De leur côté, les activistes pour la cause animale estiment que ces blocages successifs ont pour effet de protéger les intérêts des vétérinaires locaux, au détriment d’une solution durable. Une source proche du dossier confie : «Tout semble avoir été fait pour favoriser les vétérinaires locaux, au lieu de mettre en place un véritable programme national. Pendant ce temps, la situation ne cesse d’empirer.»

La WVS souligne que sa proposition privilégiait une approche humaine et efficace, combinant stérilisation massive, éducation communautaire, recensement, réglementation des élevages et encadrement légal renforcé. Dans un de ses premiers rapports, elle dénonçait déjà la politique de «catch & cull» (capturer et abattre), jugée inhumaine, inefficace et décriée à l’international.

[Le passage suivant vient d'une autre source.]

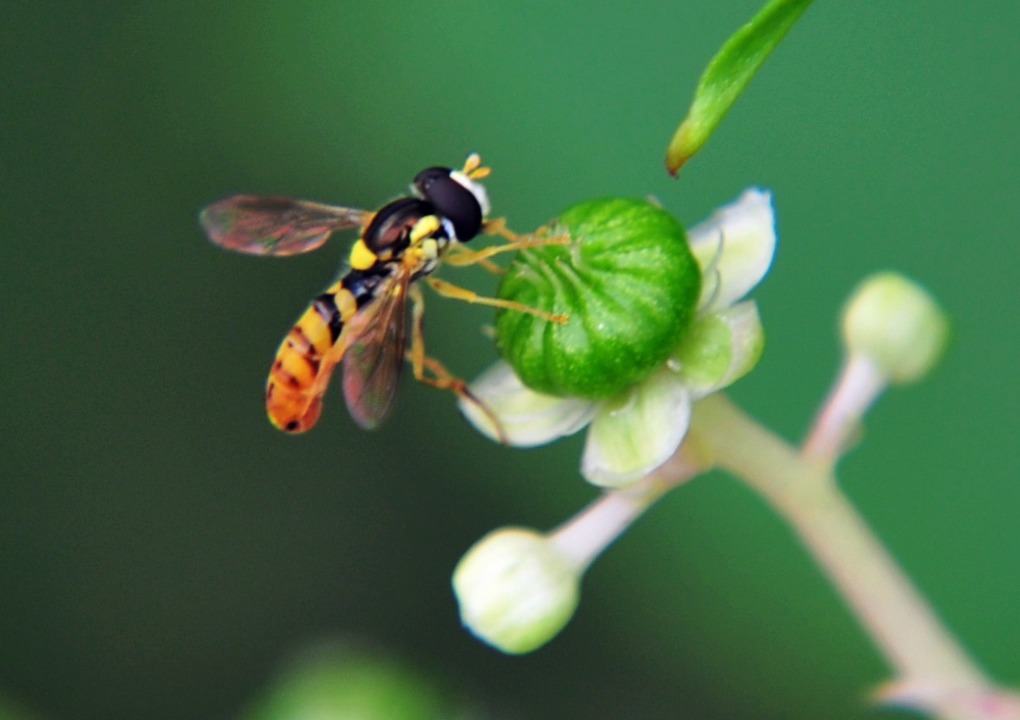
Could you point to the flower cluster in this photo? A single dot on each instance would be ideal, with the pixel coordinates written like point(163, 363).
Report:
point(639, 428)
point(518, 587)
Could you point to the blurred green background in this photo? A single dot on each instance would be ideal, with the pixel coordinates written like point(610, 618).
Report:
point(162, 549)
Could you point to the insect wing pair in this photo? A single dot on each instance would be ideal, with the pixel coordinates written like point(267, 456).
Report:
point(361, 318)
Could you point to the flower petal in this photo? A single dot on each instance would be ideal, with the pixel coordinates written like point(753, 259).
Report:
point(526, 418)
point(719, 349)
point(734, 249)
point(636, 431)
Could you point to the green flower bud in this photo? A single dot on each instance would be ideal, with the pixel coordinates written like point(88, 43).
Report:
point(516, 590)
point(628, 284)
point(897, 324)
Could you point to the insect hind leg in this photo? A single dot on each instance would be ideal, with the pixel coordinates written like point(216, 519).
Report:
point(431, 372)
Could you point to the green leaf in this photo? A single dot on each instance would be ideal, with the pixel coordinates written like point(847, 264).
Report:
point(727, 75)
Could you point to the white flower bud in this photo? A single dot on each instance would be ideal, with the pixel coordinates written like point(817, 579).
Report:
point(897, 324)
point(516, 590)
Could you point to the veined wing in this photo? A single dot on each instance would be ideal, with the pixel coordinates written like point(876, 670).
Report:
point(257, 225)
point(373, 361)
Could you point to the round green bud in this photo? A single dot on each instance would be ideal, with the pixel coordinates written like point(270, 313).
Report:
point(515, 589)
point(628, 285)
point(897, 324)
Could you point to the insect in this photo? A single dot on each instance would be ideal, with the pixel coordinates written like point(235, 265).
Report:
point(361, 318)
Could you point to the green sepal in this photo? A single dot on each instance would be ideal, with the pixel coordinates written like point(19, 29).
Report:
point(728, 74)
point(628, 284)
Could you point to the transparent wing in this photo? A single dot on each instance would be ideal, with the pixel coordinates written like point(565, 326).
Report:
point(248, 223)
point(375, 356)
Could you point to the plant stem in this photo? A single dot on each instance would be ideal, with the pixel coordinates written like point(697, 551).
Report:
point(898, 618)
point(583, 536)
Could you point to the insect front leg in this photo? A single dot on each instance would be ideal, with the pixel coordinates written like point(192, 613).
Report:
point(449, 290)
point(432, 372)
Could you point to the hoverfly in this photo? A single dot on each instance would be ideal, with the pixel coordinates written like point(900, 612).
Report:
point(361, 319)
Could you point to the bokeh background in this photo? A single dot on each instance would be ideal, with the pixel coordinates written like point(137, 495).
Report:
point(163, 550)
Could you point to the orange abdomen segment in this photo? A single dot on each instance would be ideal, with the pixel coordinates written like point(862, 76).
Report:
point(304, 362)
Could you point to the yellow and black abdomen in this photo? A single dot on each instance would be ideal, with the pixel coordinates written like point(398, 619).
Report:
point(305, 361)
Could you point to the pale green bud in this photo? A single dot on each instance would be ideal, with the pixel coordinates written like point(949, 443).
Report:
point(897, 324)
point(516, 590)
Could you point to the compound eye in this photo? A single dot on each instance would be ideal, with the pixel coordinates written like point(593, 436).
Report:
point(390, 230)
point(451, 200)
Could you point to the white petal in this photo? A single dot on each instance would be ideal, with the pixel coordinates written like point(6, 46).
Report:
point(526, 418)
point(636, 431)
point(719, 349)
point(734, 249)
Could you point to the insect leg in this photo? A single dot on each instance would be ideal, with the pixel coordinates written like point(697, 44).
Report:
point(463, 256)
point(438, 375)
point(449, 290)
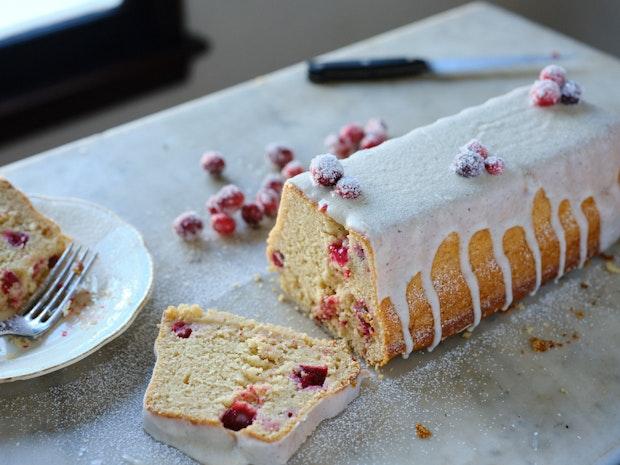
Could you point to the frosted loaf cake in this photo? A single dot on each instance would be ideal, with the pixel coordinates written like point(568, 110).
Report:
point(226, 390)
point(424, 253)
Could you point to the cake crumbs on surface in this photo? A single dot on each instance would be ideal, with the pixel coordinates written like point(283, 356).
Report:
point(422, 432)
point(543, 345)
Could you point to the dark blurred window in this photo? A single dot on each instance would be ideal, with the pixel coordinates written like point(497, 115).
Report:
point(60, 58)
point(24, 19)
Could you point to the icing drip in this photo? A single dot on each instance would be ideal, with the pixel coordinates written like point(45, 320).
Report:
point(412, 201)
point(532, 244)
point(471, 280)
point(559, 233)
point(504, 264)
point(433, 300)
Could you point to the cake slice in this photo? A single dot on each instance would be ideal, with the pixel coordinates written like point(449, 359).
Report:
point(423, 252)
point(29, 247)
point(230, 390)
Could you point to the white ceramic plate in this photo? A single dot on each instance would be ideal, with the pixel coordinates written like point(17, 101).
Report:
point(119, 284)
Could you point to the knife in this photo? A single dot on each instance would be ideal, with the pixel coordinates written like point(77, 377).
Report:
point(382, 68)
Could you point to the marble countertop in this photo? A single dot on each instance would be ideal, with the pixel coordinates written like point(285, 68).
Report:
point(488, 399)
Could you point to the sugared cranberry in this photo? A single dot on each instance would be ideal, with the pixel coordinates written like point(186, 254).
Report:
point(338, 253)
point(495, 165)
point(268, 200)
point(327, 309)
point(274, 182)
point(342, 148)
point(238, 416)
point(223, 224)
point(181, 329)
point(359, 251)
point(292, 169)
point(326, 170)
point(188, 226)
point(252, 214)
point(348, 187)
point(475, 145)
point(213, 163)
point(553, 73)
point(468, 164)
point(376, 126)
point(545, 93)
point(230, 198)
point(16, 238)
point(9, 282)
point(372, 140)
point(279, 154)
point(212, 206)
point(310, 375)
point(352, 132)
point(277, 258)
point(571, 93)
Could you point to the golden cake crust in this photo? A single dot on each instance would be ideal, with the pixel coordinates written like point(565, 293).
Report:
point(159, 388)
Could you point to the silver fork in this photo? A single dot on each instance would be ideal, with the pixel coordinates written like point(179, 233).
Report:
point(47, 304)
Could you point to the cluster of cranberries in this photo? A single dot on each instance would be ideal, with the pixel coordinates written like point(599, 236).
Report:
point(473, 159)
point(553, 87)
point(230, 199)
point(353, 137)
point(326, 170)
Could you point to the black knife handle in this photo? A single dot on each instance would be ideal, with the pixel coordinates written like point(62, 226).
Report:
point(355, 70)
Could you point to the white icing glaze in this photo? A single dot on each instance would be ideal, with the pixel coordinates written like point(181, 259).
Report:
point(411, 200)
point(558, 230)
point(215, 445)
point(470, 277)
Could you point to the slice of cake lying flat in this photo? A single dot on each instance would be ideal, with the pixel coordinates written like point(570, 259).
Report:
point(226, 390)
point(29, 247)
point(425, 252)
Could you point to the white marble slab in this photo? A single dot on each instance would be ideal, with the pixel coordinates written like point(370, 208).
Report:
point(487, 400)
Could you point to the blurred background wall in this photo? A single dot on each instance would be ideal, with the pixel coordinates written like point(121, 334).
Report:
point(247, 38)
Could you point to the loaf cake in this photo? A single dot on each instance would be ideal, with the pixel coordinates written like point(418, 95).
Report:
point(424, 253)
point(29, 247)
point(227, 390)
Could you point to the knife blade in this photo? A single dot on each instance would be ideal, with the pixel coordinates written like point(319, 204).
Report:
point(383, 68)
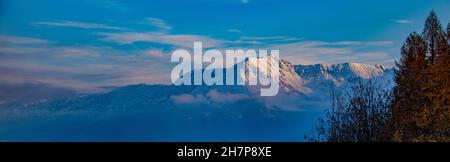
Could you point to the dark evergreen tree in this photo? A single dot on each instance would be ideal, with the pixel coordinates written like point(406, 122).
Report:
point(409, 73)
point(434, 35)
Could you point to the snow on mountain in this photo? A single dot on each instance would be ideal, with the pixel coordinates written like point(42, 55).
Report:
point(322, 76)
point(189, 113)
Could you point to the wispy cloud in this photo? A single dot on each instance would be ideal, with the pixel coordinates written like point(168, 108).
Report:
point(108, 4)
point(75, 24)
point(159, 23)
point(234, 30)
point(403, 21)
point(5, 39)
point(178, 40)
point(154, 53)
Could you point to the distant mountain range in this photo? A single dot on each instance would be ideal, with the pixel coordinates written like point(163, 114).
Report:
point(189, 113)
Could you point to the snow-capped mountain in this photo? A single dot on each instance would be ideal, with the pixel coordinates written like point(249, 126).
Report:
point(189, 113)
point(322, 76)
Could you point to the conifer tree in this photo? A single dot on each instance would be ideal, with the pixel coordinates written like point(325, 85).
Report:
point(434, 35)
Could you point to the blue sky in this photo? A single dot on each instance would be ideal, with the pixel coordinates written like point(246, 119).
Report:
point(91, 45)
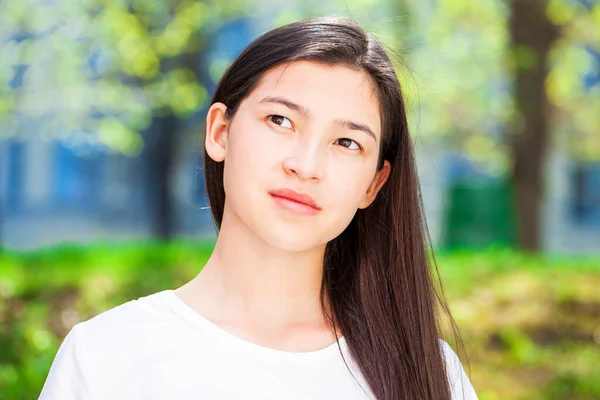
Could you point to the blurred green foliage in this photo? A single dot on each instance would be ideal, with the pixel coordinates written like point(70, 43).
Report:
point(131, 60)
point(530, 324)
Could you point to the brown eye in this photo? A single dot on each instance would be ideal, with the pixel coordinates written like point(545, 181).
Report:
point(347, 143)
point(281, 121)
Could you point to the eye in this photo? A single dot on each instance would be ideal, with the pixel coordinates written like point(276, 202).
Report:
point(281, 121)
point(347, 143)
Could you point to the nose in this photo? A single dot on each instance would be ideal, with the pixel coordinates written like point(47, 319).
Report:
point(307, 161)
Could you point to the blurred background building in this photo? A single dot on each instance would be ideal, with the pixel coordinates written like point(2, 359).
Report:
point(114, 179)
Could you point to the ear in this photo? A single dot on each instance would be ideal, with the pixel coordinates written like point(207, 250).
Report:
point(380, 178)
point(217, 128)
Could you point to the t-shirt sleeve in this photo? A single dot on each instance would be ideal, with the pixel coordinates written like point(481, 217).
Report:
point(67, 379)
point(460, 386)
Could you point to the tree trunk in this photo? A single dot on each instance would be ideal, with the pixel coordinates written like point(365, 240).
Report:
point(161, 162)
point(532, 35)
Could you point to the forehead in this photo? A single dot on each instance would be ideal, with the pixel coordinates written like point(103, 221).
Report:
point(326, 91)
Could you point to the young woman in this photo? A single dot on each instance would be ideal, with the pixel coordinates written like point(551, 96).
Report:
point(319, 286)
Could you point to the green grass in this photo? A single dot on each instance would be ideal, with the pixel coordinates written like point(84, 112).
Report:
point(530, 324)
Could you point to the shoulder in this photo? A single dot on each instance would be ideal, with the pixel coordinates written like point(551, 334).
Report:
point(460, 385)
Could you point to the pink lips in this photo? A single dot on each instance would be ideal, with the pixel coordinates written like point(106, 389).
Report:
point(296, 202)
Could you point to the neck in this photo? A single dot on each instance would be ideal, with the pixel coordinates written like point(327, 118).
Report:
point(247, 278)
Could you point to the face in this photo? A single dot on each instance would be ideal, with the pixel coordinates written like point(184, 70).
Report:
point(307, 127)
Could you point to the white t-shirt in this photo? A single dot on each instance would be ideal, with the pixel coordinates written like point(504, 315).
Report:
point(157, 347)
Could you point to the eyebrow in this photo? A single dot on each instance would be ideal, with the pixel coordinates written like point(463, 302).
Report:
point(352, 125)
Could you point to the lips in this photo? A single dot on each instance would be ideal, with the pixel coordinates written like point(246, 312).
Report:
point(295, 196)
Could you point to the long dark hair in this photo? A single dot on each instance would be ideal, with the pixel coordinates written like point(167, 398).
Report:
point(377, 274)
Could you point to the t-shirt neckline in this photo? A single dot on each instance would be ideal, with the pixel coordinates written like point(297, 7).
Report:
point(170, 298)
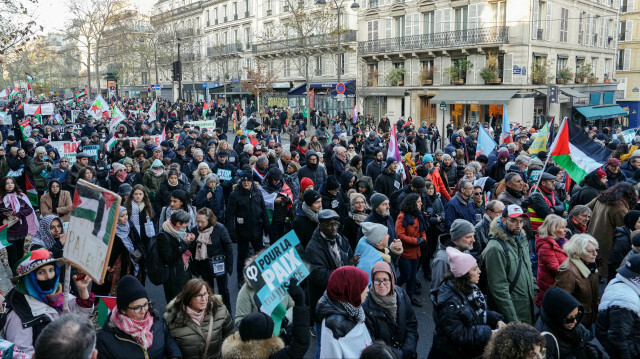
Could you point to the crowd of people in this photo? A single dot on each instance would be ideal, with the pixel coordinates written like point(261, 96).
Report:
point(514, 250)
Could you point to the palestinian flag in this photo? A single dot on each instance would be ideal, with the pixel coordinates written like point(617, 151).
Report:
point(25, 128)
point(576, 153)
point(95, 209)
point(105, 306)
point(3, 237)
point(205, 109)
point(32, 194)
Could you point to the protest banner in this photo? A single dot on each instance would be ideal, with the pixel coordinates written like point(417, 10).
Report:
point(271, 271)
point(91, 229)
point(45, 108)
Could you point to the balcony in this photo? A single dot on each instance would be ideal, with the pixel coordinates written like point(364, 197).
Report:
point(449, 39)
point(225, 50)
point(328, 40)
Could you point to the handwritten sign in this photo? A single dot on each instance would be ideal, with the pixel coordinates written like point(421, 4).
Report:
point(224, 175)
point(272, 270)
point(91, 229)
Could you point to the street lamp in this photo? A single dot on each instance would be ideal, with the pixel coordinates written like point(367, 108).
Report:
point(354, 6)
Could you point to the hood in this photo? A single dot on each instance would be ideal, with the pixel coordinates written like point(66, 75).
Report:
point(234, 348)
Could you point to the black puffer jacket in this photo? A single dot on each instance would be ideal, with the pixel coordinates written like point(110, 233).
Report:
point(460, 332)
point(246, 213)
point(401, 333)
point(113, 343)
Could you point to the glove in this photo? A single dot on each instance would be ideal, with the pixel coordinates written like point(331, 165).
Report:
point(296, 293)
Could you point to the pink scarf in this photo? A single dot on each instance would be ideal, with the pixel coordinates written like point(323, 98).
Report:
point(140, 330)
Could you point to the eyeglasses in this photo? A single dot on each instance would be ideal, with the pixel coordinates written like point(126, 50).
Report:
point(202, 295)
point(140, 308)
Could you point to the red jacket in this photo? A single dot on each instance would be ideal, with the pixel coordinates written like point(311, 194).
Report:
point(550, 257)
point(409, 237)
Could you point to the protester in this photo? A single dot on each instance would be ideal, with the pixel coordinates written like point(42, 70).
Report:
point(134, 329)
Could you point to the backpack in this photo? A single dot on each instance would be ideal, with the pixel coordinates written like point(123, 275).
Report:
point(157, 272)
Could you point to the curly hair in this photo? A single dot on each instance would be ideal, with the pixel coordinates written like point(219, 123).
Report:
point(623, 191)
point(516, 341)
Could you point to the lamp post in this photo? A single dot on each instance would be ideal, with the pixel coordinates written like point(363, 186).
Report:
point(354, 6)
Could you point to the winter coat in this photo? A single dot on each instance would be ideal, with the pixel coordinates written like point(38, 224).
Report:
point(323, 262)
point(272, 348)
point(584, 285)
point(520, 303)
point(460, 332)
point(170, 250)
point(618, 324)
point(341, 337)
point(246, 214)
point(602, 226)
point(191, 338)
point(457, 208)
point(113, 343)
point(64, 205)
point(400, 334)
point(315, 172)
point(550, 257)
point(220, 245)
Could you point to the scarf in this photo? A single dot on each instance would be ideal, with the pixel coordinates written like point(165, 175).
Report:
point(204, 238)
point(313, 216)
point(140, 330)
point(389, 302)
point(353, 313)
point(197, 317)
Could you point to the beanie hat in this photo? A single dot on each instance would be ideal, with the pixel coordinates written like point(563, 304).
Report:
point(310, 197)
point(377, 199)
point(256, 326)
point(332, 183)
point(346, 284)
point(305, 182)
point(427, 158)
point(461, 263)
point(373, 232)
point(129, 290)
point(460, 228)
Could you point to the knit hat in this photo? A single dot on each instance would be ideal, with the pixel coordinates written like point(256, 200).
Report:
point(630, 219)
point(377, 199)
point(310, 197)
point(256, 326)
point(117, 166)
point(461, 263)
point(346, 284)
point(460, 228)
point(373, 232)
point(129, 290)
point(383, 266)
point(305, 182)
point(332, 183)
point(427, 158)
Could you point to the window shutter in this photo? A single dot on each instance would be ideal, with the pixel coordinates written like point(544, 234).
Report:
point(549, 22)
point(627, 60)
point(536, 14)
point(507, 72)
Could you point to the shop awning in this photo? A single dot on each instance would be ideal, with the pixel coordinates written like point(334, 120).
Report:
point(573, 93)
point(597, 113)
point(474, 97)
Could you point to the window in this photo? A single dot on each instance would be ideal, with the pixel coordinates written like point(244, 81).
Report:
point(564, 24)
point(372, 30)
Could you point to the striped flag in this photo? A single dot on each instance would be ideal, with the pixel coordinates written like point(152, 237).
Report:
point(95, 209)
point(3, 236)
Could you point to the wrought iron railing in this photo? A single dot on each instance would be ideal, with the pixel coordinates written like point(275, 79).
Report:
point(314, 40)
point(485, 35)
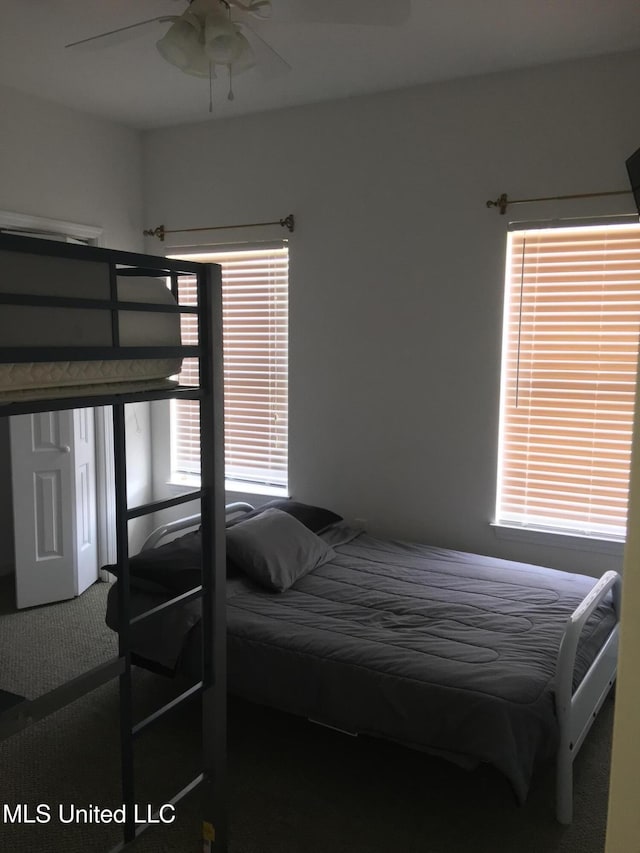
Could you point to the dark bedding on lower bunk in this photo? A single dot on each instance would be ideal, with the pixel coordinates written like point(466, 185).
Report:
point(445, 651)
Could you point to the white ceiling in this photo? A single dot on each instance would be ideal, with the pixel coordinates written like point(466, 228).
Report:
point(443, 39)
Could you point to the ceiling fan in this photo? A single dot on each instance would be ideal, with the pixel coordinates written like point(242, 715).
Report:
point(231, 33)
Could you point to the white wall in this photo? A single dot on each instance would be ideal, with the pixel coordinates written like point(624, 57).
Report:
point(60, 164)
point(397, 271)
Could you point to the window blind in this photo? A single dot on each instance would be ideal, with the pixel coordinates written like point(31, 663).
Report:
point(570, 354)
point(255, 343)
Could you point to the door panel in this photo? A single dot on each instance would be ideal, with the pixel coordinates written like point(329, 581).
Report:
point(53, 479)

Malgré les appels répétés à la transparence et à la coopération, la collaboration entre les autorités et la WVS n’a jamais été concrétisée. Aujourd’hui, les défenseurs des animaux réclament un dialogue pour permettre aux vétérinaires étrangers de venir pour collaborer avec les institutions pour commencer, enfin, à redresser la situation alarmante de chiens errants à Maurice.

Contactées, les autorités concernées n’ont pas souhaité s’exprimer sur le sujet.

Les propositions de la WVS en chiffres

17 février 2021

Proposition pour stériliser 80 000 chiens pour un montant de Rs 24 millions, soit Rs 300 par tête.

4 novembre 2022

Premier appel d’offres de la MSAW (First Stage Bidding), pour une campagne de 5 mois visant environ 5 000 stérilisations à partir de février 2023.

Seul soumissionnaire : la WVS en partenariat avec une clinique vétérinaire locale.

Septembre 2023

Nouvelle proposition soumise par la WVS, à la demande de la MSAW, pour un projet pilote et un National dog population survey. Aucune réponse reçue.

Février 2024

La MSAW lance un nouvel appel d’offres, pour 3 500 chiens. La WVS est la seule soumissionnaire. Le prix proposé par chien est fixé à Rs 1 000. La MSAW rejette la proposition, la qualifiant de «non conforme».